Hey, i even saw two smiling TSA agents. They must have just ended their shifts, because I’m fairly certain they aren’t allowed to smile on the job. At least, I’ve seen very few who do. (Can’t be an easy job, not sure I’d smile either.)
Three dogs also walked up from the deplaning area. Not by themselves. No, humans’ accompanied them. One rode very stylishly on a faux leopard skin doggie suitcase, its little head peeking out at the crowds. Oddly, all three dogs I saw were small white poodle-ish pups. Made me wonder why. I suppose bigger dogs either aren’t allowed or the owner would have to pay full fare for a seat just for the pooch.
I wondered what you’d do if you have doggie allergies and you get on a plane with one of these unusual passengers? Can you request a no doggie flight, like some people can request a no peanut flight?
Just curious. But not curious enough to research it.The happy side of the airport most often involves hellos, hugs, kisses, smiles, laughter and cheering. Lots of good stuff going on there. Homecomings almost always feel like a blanket settling on your shoulders. I like that.
Of course, not every passenger gets a greeting in the terminal by someone they know. Some rush past all the mushiness like it’s a disease they might catch. Others dodge the huddled groups and couples with little notice or concern. And often, there’s a taxi, bus, shuttle, another flight, or a car waiting to take them away from this odd place of comings and goings. I would never refer to the arrival lanes outside as a happy place, even though happiness surely happens. It’s private and sheltered, not public. Plus, there’s too much exhaust, too much cigarette smoke, too much noise, too much rushing. it doesn’t feel happy. Not like inside feels happy.
I meant to take pictures, to better illustrate what I experienced as I waited almost an hour. ( I was a little overly excited to get there, and I also overestimated how long it would take to navigate rush hour traffic.) But somehow, even taking iPhone photos seemed intrusive and kind of, I don’t know, rude, I suppose. I attempted a photo of the dog/leopard skin bag but it was blurry and I felt sheepish afterwards. I don’t think I’m very stealthy. And I know I don’t want some stranger snapping my photo at an airport, or any public place for that matter.
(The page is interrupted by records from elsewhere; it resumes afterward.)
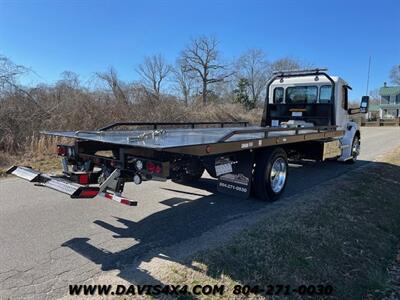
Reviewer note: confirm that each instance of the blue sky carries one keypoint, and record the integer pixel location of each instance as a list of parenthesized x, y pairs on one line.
[(89, 36)]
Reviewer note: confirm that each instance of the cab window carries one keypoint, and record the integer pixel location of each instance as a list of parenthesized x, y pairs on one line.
[(278, 95), (325, 94), (301, 94), (345, 98)]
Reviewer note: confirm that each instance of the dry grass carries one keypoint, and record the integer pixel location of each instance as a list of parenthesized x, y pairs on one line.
[(344, 233)]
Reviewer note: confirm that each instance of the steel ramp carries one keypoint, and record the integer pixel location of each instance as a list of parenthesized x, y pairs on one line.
[(65, 186)]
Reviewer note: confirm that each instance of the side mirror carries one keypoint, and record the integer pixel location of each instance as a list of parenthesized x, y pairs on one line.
[(364, 104)]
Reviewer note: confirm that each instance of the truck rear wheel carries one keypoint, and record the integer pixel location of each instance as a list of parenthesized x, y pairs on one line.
[(270, 175), (355, 150)]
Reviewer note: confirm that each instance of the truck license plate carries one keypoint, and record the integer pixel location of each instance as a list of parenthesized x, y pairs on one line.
[(223, 169)]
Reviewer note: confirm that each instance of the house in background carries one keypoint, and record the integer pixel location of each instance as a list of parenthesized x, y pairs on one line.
[(389, 107)]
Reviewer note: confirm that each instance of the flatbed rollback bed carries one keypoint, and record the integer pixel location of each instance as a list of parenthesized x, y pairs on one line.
[(245, 159)]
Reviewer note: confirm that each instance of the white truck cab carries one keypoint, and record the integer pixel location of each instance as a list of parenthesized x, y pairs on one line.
[(313, 98)]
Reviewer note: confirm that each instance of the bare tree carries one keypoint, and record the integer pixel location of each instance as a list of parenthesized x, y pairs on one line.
[(201, 58), (9, 74), (285, 64), (253, 67), (184, 81), (111, 78), (395, 74), (153, 71)]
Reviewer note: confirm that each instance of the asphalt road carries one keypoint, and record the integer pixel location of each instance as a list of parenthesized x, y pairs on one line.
[(48, 240)]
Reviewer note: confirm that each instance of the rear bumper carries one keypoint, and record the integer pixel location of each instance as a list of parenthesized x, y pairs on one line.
[(63, 185)]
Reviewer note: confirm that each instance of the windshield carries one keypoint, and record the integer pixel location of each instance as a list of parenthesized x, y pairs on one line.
[(301, 94)]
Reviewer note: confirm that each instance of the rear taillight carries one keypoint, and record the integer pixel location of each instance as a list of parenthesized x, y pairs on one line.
[(61, 150), (88, 193), (153, 168), (83, 179)]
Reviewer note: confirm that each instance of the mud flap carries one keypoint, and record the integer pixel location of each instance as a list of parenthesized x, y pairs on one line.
[(235, 174)]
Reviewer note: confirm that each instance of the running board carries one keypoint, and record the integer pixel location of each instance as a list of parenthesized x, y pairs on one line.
[(65, 186)]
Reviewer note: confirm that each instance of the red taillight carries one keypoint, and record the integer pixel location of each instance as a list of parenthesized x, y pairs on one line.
[(61, 150), (153, 168), (88, 193), (83, 179)]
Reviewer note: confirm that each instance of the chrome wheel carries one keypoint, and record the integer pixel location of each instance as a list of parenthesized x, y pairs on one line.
[(278, 175)]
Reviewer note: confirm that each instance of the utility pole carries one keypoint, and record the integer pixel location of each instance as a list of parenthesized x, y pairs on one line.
[(369, 69)]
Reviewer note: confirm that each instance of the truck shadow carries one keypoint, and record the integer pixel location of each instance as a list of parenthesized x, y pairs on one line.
[(185, 219)]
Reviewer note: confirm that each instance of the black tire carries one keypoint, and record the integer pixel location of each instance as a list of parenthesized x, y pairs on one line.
[(265, 186), (355, 150)]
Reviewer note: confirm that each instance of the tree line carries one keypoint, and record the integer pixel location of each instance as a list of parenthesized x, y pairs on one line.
[(199, 74)]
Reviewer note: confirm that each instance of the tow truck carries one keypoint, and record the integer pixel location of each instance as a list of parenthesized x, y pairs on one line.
[(306, 115)]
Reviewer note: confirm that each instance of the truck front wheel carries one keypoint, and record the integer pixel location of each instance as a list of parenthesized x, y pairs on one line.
[(270, 174)]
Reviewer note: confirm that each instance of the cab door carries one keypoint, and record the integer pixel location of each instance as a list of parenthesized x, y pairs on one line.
[(342, 105)]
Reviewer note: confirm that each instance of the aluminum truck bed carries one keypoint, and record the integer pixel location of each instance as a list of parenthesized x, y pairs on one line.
[(189, 140)]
I’ve always enjoyed people watching. I find it exceptionally rewarding at an airport both for the variety and the amount of people. Today’s excursion provided some vicarious joy while I waited. And then, my own giddy greetings and hugs made the day completely wondrous.
If you ever find yourself in need of a boost and an airport’s handy, I’d recommend a visit to the happy side.
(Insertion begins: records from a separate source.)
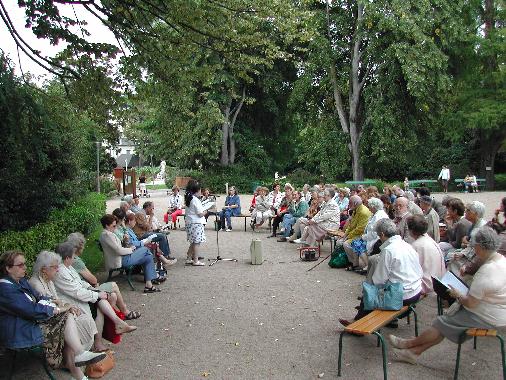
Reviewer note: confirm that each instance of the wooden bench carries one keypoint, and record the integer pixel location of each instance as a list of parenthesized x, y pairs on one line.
[(372, 324), (37, 351), (475, 333), (482, 182), (429, 183)]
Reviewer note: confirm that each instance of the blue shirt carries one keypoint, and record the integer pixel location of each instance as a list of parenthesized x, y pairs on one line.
[(19, 313), (231, 201)]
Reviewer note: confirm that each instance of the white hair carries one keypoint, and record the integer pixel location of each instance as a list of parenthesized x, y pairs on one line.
[(44, 260)]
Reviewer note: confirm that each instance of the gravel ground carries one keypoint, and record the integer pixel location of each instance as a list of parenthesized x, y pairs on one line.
[(233, 320)]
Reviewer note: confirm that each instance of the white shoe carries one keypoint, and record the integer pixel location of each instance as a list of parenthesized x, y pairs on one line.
[(396, 342), (88, 357), (405, 355)]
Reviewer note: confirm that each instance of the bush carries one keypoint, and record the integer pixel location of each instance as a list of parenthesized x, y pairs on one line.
[(82, 215)]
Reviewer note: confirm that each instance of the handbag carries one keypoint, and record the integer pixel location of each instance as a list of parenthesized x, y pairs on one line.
[(338, 259), (382, 297), (99, 369)]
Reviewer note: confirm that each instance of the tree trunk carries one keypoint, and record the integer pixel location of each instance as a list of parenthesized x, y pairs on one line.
[(224, 161)]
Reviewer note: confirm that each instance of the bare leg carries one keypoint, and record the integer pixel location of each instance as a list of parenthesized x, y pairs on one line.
[(69, 358)]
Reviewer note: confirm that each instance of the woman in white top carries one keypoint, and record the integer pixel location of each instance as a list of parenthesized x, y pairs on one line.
[(484, 306), (194, 221)]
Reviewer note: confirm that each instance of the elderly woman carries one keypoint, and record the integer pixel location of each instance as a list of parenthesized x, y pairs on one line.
[(232, 208), (363, 246), (297, 209), (77, 292), (327, 219), (429, 254), (457, 227), (78, 240), (282, 210), (28, 319), (484, 306), (261, 210), (317, 201), (465, 262), (117, 256), (44, 271), (175, 208), (397, 262)]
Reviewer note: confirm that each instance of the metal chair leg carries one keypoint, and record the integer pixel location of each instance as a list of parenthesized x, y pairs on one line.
[(384, 352), (503, 355), (457, 362), (340, 353)]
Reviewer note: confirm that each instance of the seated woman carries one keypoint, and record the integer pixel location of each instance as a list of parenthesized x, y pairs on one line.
[(429, 254), (28, 319), (297, 209), (77, 292), (317, 201), (44, 271), (483, 307), (175, 206), (117, 256), (457, 227), (131, 240), (261, 211), (232, 208), (397, 262), (327, 219), (78, 240), (282, 210)]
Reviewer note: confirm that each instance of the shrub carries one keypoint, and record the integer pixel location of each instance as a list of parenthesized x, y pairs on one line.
[(81, 215)]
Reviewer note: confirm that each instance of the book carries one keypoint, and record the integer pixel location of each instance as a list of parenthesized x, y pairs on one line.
[(442, 286)]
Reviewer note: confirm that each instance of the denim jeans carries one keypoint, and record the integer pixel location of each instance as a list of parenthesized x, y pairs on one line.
[(141, 256), (162, 240), (288, 221)]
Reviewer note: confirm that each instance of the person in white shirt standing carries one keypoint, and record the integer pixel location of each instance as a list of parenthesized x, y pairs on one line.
[(444, 176), (195, 221)]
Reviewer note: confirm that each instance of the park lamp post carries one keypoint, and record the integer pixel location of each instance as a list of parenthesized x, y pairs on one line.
[(98, 165)]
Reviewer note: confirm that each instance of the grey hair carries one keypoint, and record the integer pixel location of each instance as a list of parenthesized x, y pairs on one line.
[(488, 239), (65, 249), (330, 191), (477, 207), (77, 238), (375, 204), (387, 227), (44, 260), (409, 195)]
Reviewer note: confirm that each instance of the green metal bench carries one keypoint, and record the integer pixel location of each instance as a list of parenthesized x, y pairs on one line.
[(475, 333)]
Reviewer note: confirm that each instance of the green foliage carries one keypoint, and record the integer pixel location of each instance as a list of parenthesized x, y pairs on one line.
[(81, 215)]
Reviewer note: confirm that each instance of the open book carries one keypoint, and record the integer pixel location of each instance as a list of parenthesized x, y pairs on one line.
[(208, 205), (441, 286)]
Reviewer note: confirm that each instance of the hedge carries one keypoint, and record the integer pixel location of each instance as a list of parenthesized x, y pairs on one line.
[(81, 215)]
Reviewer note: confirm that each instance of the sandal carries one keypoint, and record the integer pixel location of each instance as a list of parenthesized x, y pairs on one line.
[(151, 290), (132, 315)]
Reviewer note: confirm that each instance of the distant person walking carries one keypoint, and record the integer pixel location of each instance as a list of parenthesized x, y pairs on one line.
[(444, 176)]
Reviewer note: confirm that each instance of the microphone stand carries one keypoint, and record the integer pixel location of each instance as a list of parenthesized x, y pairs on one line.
[(218, 258)]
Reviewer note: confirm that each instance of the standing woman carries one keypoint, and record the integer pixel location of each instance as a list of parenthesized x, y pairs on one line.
[(194, 221)]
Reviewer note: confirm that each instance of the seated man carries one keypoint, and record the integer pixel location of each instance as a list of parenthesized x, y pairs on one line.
[(144, 228), (397, 262), (327, 219)]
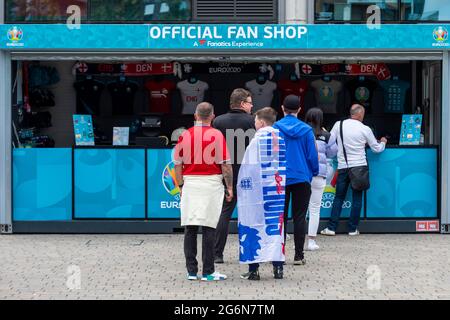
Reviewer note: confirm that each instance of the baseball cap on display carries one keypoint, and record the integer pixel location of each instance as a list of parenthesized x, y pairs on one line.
[(292, 102)]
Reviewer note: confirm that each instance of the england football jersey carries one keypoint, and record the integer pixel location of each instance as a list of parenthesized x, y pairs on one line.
[(191, 94)]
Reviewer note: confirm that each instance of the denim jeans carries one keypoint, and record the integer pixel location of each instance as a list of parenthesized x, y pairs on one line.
[(343, 181)]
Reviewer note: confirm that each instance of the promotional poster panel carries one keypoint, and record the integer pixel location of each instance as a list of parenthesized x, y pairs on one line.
[(403, 184), (42, 184), (223, 36), (163, 191), (121, 136), (109, 183), (411, 128), (83, 129)]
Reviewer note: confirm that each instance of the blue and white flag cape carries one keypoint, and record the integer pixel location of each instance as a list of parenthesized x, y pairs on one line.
[(261, 198)]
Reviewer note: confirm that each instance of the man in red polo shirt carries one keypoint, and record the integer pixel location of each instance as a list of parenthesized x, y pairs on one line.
[(202, 162)]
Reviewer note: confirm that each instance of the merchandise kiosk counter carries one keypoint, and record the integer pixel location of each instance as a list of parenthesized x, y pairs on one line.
[(138, 183)]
This is a fun post. The arrival side of our local airport (BDL) is a tiny platform at the top of the stairs to Baggage Claim. There’s a narrow walkway past the lines at TSA for departing passengers but there’s no way to take a picture without including the TSA folks and they frown upon that. They may not be allowed to smile, but they can frown. I like people pictures and I don’t mind being in them. Besides, I don’t want to think about the photos the authorities have of me at the airport…shiver.